Why the Big Fuss About Religious Insults?

If we will not shed blood in the name of our faith, then why does our government censor offensive material because it fears violence?

Written by johnleemk on 7:28:35 pm Sep 4, 2007.

I am not an atheist; I am a Christian. However, I have never believed in imposing my religious beliefs on others; they may be dearer to me than other views I hold, but nothing should ever be enough to suppress the free will God has granted mankind.

It was thus most perplexing to me when the government suspended Makkal Osai for one month. Why? For its publication of this image, which apparently touched on "sensitive" issues:

Jesus holding a cigarette and beer can


The precise facts of the case, which has since quietly dropped of the public consciousness' radar, need not be recapitulated in detail.

The Tamil daily's insistence it was an accident, an image too quickly grabbed from Google to go with a religious piece, is a matter of public record. The insistence of some Christian leaders and the initial demand of a prominent interfaith organisation that the daily be punished for this is also publicly known.

The question is, why? Did Jesus not tell us to turn the other cheek? Why does this simple picture so deeply offend us to the point that we must call for such punitive action?

Perhaps I am not sufficiently offended because I am not Catholic (and actually disagree with a number of their doctrines), but even if, say, they flushed a Bible down the toilet, I would not be offended to this degree.

Am I offended that my God has been insulted? Of course. But am I so offended that I must impose my views on others? Nothing could compel me to insult the intelligence God has given to man. I have enough faith in God's creations to know that people will see a low-brow insult for what it is, assuming it is an insult.

Why should Makkal Osai have been banned? What good does it do? The authorities ostensibly banned it because, as Prime Minister Abdullah Badawi said, "if the Christians get to know about it, it will create problems".

Later, he added that "I am sure the Christians, as we Muslims, cannot accept this," calling to mind the Jyllands Posten controversy, when offensive caricatures of the Prophet Muhammad were published, instigating violence amongst Muslims worldwide.

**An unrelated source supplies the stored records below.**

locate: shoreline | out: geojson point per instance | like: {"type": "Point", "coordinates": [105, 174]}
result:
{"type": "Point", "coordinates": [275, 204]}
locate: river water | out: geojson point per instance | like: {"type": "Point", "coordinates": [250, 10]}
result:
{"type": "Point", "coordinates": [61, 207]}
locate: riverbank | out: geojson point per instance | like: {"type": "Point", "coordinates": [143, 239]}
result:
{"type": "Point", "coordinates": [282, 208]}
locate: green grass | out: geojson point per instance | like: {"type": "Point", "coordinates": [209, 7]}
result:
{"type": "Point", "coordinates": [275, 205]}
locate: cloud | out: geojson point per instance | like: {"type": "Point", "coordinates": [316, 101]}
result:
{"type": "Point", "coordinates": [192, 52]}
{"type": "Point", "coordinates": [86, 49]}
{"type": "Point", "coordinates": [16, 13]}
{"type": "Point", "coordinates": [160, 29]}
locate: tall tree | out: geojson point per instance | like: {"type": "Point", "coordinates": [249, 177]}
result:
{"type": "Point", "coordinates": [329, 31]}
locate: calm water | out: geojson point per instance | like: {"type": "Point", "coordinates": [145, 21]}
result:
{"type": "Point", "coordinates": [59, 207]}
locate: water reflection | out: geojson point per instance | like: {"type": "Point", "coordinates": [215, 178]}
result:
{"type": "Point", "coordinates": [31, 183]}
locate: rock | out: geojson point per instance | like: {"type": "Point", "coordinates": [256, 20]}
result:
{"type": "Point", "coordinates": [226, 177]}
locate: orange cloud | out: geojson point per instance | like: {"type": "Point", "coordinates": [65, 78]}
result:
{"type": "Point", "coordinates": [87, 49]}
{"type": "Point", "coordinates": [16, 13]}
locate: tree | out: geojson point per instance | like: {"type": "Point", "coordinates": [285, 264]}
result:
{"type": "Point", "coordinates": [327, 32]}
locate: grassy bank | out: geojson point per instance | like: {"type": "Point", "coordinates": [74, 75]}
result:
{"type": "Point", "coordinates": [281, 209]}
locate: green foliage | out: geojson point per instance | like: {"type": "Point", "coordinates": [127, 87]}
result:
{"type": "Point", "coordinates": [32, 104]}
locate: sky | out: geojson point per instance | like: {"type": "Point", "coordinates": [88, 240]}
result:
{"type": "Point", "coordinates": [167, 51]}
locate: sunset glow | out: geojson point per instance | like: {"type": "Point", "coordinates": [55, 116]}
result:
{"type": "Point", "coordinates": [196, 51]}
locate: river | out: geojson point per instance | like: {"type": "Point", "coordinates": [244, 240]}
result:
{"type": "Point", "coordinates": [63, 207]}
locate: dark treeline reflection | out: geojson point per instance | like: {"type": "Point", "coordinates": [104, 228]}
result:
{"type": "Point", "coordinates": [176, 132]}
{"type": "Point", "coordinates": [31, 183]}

As a Christian, I find it offending and insulting that people would believe my faith is one which calls for us to meet a simple cartoon with bloodshed. But more depressingly, that belief is to an extent, founded — people have murdered, raped and pillaged in the name of Christianity before.

But no real Christian would murder or cause violence over a simple picture — not when Jesus himself told us to turn the other cheek when slapped, so our nemesis could have a second go.

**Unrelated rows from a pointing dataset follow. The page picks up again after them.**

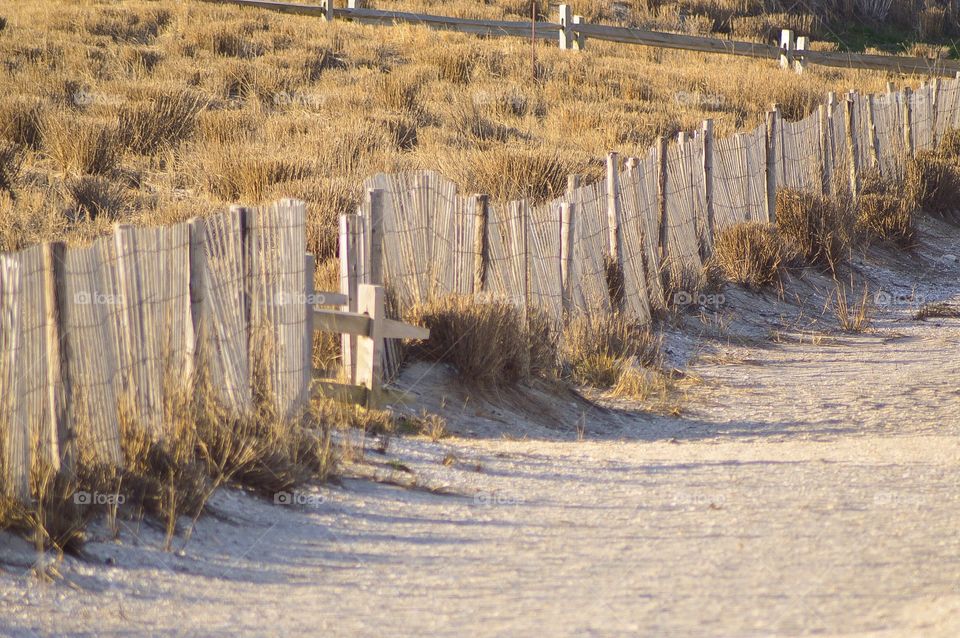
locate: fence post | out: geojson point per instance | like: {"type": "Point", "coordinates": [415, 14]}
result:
{"type": "Point", "coordinates": [566, 252]}
{"type": "Point", "coordinates": [573, 183]}
{"type": "Point", "coordinates": [613, 206]}
{"type": "Point", "coordinates": [59, 389]}
{"type": "Point", "coordinates": [786, 48]}
{"type": "Point", "coordinates": [824, 149]}
{"type": "Point", "coordinates": [373, 271]}
{"type": "Point", "coordinates": [199, 283]}
{"type": "Point", "coordinates": [349, 285]}
{"type": "Point", "coordinates": [907, 121]}
{"type": "Point", "coordinates": [872, 132]}
{"type": "Point", "coordinates": [934, 108]}
{"type": "Point", "coordinates": [708, 177]}
{"type": "Point", "coordinates": [481, 243]}
{"type": "Point", "coordinates": [566, 35]}
{"type": "Point", "coordinates": [369, 367]}
{"type": "Point", "coordinates": [309, 269]}
{"type": "Point", "coordinates": [799, 64]}
{"type": "Point", "coordinates": [662, 196]}
{"type": "Point", "coordinates": [744, 158]}
{"type": "Point", "coordinates": [850, 122]}
{"type": "Point", "coordinates": [771, 166]}
{"type": "Point", "coordinates": [579, 40]}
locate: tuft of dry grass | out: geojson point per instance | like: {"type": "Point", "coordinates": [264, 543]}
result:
{"type": "Point", "coordinates": [20, 121]}
{"type": "Point", "coordinates": [430, 425]}
{"type": "Point", "coordinates": [852, 314]}
{"type": "Point", "coordinates": [487, 342]}
{"type": "Point", "coordinates": [750, 254]}
{"type": "Point", "coordinates": [935, 179]}
{"type": "Point", "coordinates": [598, 348]}
{"type": "Point", "coordinates": [94, 196]}
{"type": "Point", "coordinates": [81, 145]}
{"type": "Point", "coordinates": [160, 122]}
{"type": "Point", "coordinates": [817, 229]}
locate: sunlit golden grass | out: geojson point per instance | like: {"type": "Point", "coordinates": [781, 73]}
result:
{"type": "Point", "coordinates": [187, 106]}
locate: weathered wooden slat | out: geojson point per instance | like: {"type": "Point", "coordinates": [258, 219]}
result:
{"type": "Point", "coordinates": [393, 329]}
{"type": "Point", "coordinates": [342, 321]}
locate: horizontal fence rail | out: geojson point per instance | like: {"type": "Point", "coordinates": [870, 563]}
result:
{"type": "Point", "coordinates": [572, 32]}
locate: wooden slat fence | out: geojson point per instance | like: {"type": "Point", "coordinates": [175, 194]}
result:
{"type": "Point", "coordinates": [664, 210]}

Why should our government have to censor supposedly offensive images fifty years after we supposedly became an independent nation? Are we truly independent if some information is too "sensitive" for us to know? Who is truly independent, the government, or the people?

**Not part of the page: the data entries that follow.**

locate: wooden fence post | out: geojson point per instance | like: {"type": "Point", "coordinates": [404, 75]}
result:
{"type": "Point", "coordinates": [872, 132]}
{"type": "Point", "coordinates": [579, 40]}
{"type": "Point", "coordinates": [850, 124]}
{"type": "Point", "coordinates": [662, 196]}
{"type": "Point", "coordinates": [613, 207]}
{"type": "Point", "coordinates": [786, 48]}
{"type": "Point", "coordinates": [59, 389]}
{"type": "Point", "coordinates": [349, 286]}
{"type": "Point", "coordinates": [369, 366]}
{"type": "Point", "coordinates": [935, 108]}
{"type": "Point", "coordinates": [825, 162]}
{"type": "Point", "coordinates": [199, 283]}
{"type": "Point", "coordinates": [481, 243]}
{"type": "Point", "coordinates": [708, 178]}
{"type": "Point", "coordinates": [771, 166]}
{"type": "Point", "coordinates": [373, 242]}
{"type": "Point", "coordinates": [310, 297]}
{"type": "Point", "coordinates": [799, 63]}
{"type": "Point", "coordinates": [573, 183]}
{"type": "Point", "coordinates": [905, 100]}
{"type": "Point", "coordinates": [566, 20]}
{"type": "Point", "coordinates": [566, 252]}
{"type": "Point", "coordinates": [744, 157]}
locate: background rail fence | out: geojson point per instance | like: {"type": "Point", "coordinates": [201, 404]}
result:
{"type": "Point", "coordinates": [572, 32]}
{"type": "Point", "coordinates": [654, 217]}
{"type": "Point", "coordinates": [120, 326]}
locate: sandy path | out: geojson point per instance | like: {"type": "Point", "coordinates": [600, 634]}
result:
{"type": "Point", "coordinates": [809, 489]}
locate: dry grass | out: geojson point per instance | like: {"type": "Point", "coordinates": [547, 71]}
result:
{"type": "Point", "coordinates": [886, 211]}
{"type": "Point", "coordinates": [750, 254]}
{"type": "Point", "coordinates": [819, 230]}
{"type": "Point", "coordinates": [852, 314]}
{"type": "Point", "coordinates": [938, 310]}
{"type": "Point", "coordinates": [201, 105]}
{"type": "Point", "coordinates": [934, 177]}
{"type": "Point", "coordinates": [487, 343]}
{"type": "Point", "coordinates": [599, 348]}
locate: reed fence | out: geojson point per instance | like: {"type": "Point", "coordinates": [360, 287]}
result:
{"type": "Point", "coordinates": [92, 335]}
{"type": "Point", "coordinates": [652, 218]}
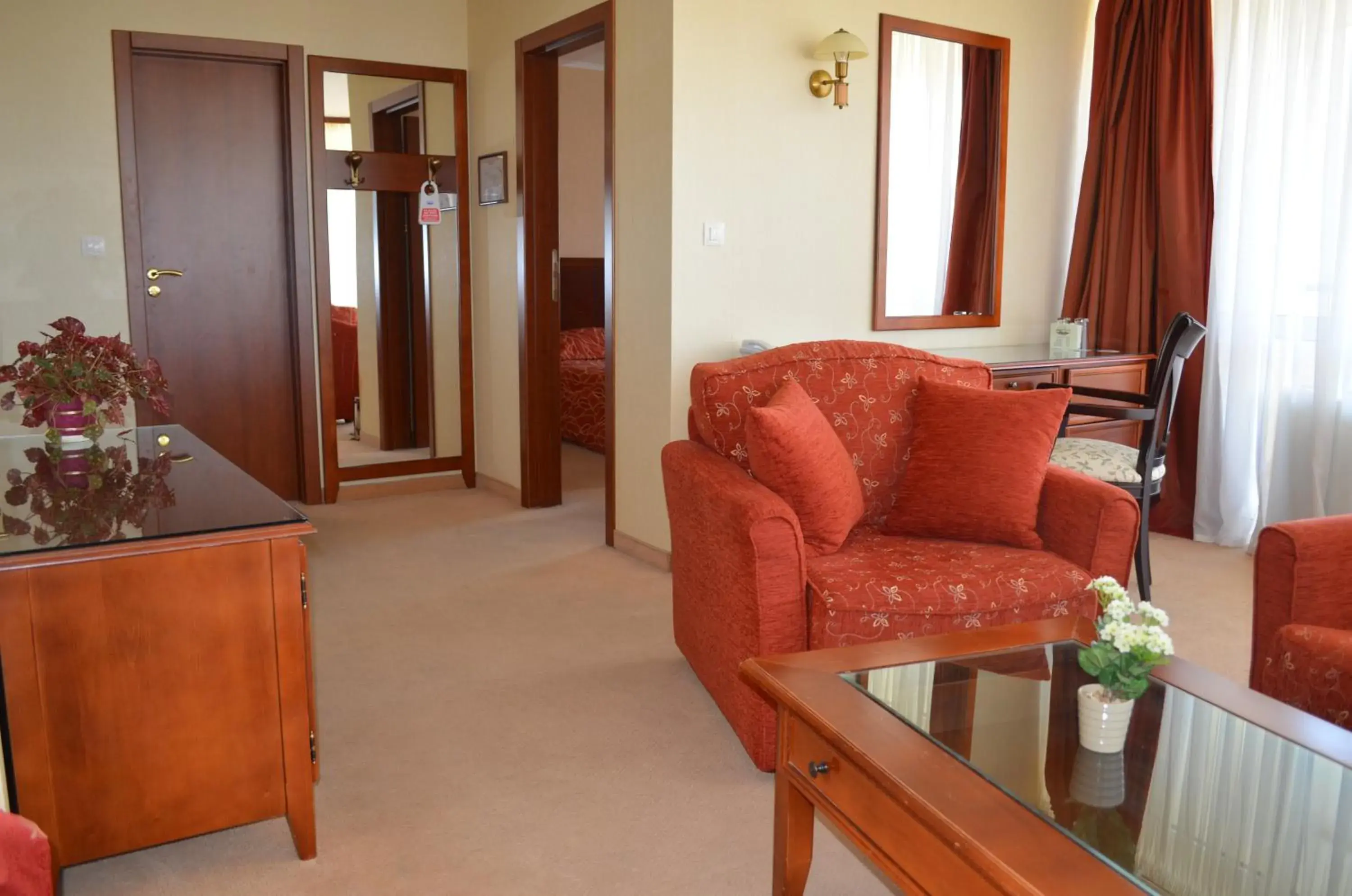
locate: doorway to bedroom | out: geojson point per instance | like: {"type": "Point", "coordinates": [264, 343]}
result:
{"type": "Point", "coordinates": [564, 94]}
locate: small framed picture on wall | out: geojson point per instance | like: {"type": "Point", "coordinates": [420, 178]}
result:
{"type": "Point", "coordinates": [493, 179]}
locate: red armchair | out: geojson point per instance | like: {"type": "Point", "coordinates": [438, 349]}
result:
{"type": "Point", "coordinates": [743, 584]}
{"type": "Point", "coordinates": [1302, 617]}
{"type": "Point", "coordinates": [25, 859]}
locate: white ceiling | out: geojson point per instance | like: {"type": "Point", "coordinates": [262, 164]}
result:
{"type": "Point", "coordinates": [593, 57]}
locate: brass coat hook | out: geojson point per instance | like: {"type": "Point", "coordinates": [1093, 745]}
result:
{"type": "Point", "coordinates": [353, 164]}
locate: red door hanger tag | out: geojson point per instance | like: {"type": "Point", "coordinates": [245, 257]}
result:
{"type": "Point", "coordinates": [429, 207]}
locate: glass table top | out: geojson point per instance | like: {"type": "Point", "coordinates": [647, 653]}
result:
{"type": "Point", "coordinates": [1036, 353]}
{"type": "Point", "coordinates": [133, 484]}
{"type": "Point", "coordinates": [1201, 802]}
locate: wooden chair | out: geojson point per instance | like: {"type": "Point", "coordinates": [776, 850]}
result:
{"type": "Point", "coordinates": [1139, 471]}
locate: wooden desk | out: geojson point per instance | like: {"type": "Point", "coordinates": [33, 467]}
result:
{"type": "Point", "coordinates": [1027, 367]}
{"type": "Point", "coordinates": [160, 686]}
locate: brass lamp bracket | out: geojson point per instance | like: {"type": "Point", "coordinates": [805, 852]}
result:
{"type": "Point", "coordinates": [821, 84]}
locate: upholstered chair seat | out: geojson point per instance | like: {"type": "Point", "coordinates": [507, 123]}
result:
{"type": "Point", "coordinates": [1105, 461]}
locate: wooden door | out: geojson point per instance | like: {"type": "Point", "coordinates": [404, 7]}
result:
{"type": "Point", "coordinates": [403, 334]}
{"type": "Point", "coordinates": [209, 190]}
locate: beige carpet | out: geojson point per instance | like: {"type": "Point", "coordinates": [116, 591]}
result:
{"type": "Point", "coordinates": [503, 713]}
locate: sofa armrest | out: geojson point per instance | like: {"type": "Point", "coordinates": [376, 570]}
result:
{"type": "Point", "coordinates": [25, 857]}
{"type": "Point", "coordinates": [1311, 668]}
{"type": "Point", "coordinates": [739, 581]}
{"type": "Point", "coordinates": [1090, 523]}
{"type": "Point", "coordinates": [739, 544]}
{"type": "Point", "coordinates": [1300, 576]}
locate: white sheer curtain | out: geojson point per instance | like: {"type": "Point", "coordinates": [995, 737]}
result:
{"type": "Point", "coordinates": [908, 690]}
{"type": "Point", "coordinates": [923, 156]}
{"type": "Point", "coordinates": [1238, 811]}
{"type": "Point", "coordinates": [1277, 398]}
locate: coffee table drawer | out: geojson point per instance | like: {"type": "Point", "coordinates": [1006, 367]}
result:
{"type": "Point", "coordinates": [859, 802]}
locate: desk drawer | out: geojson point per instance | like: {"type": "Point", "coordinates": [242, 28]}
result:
{"type": "Point", "coordinates": [1021, 380]}
{"type": "Point", "coordinates": [898, 834]}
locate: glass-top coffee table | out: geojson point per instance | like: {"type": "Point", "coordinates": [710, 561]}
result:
{"type": "Point", "coordinates": [955, 764]}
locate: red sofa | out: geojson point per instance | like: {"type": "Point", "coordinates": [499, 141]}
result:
{"type": "Point", "coordinates": [1302, 617]}
{"type": "Point", "coordinates": [25, 859]}
{"type": "Point", "coordinates": [743, 585]}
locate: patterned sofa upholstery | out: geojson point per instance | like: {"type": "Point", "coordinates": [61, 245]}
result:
{"type": "Point", "coordinates": [743, 584]}
{"type": "Point", "coordinates": [1302, 617]}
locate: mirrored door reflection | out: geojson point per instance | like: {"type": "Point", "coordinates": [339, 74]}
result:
{"type": "Point", "coordinates": [943, 101]}
{"type": "Point", "coordinates": [394, 283]}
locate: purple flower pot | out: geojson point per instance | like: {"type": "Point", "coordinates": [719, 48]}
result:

As a Christian, it is offensive to me that there are people who would shed blood in my faith's name. I am sure all Muslims share the same opinion about their faith; I am sure all the major faiths would be offended at people who murder and do ill to others in the name of their God(s).

So why do we need our government to censor the Jyllands Posten and Makkal Osai images? What message does this send, Muslims and Christians? That we will murder and injure others if we are offended? Is this really the message we want to send? Is this what we really would do?